2017 : La fin de ma carrière et le début du chemin vers l’acquisition de mon diplôme d’entraîneur
J’ai arrêté ma carrière à l’US Créteil Lusitanos, ce n’était pas forcément voulu dans un premier temps. Je voulais aller à l’étranger, j’ai eu plusieurs propositions en Turquie, en MLS… J’ai raté pas mal de coches parce qu’il y avait aussi Amiens que j’ai refusé et Strasbourg mais on n’a pas conclu. À partir de là, pendant un an, je n’ai pas joué, j’ai profité un peu de la vie, j’ai voyagé. Ça m’a un peu ouvert l’esprit parce que j’étais formaté football depuis l’âge de 13 ans. Ça a été enrichissant surtout pour savoir ce que j’allais faire de mon avenir et en fait j’ai essayé de reprendre après ça. Je suis allé à l’UNFP j’ai eu deux propositions de LAVAL et de l’US Orléans alors que les gens me disaient que c’était fini. À ce moment-là, j’ai rencontré des problèmes avec mon genou, en fait je n’ai plus de cartilage. J’ai dû partir à Clairefontaine pour me soigner, j’ai vu un spécialiste même si j’en avais déjà vu parce que c’est un problème que j’ai eu tout au long de ma carrière. On va dire que j’ai fait ma carrière à 50% à chaque fois de mes capacités. Suite à cela, j’ai eu mon passage compliqué durant un peu moins de deux mois pour savoir ce que j’allais faire, ce que je voulais faire réellement. J’ai voyagé et ça m’a permis de prendre du recul pour mettre un terme à ma carrière et me dire que derrière ça il y a plein de choses à faire. J’avais pas mal de capacités et de qualité d’autoentrepreneur, ça a été une passerelle assez simple à faire contrairement à certains joueurs. Depuis que j’ai arrêté, mes journées sont plus chargées qu’avant mais je kiffe. Là, j’ai ouvert une salle de sport, on va en ouvrir une deuxième avec mon associé. En même temps je passe mon diplôme d’entraîneur de Football pouvoir revenir dans le foot et partager un peu ce qu’il m’a donné, on verra où après. J’entraîne l’université de l’INSEC et les jeunes de la formation d’Arcachon. Là, par exemple, j’étais sur les terrains depuis 14:00, j’entraînais les équipes des U10 aux U13.

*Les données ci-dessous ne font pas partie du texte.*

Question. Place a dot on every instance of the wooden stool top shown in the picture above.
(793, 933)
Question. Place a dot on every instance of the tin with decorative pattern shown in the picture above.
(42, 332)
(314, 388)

Mon conseil pour un joueur qui souhaite se lancer :
C’est une expérience qui mérite d’être vécue. Il y a beaucoup de concessions, et de sacrifices à faire, on ne s’imagine pas forcément tout ça. On ne s’en rend même pas compte tant qu’on n’est pas dans le monde professionnel. Il y a énormément de sacrifices à faire mais il faut surtout être en adéquation avec sa vision des choses et sa perception de la vie. Quoi qu’il en soit ça reste un des plus beaux métiers du monde, je ne suis pas la seul à le dire. C’est beaucoup d’efforts mais pour autant d’émotions à vivre durant une carrière. Il n’y a pas cent mille jobs qui te font vivre les émotions que tu vas vivre dans le football, qu’elles soient positives ou négatives ; ça te permet de grandir dans la société aussi. Le chemin mérite d’être vécu…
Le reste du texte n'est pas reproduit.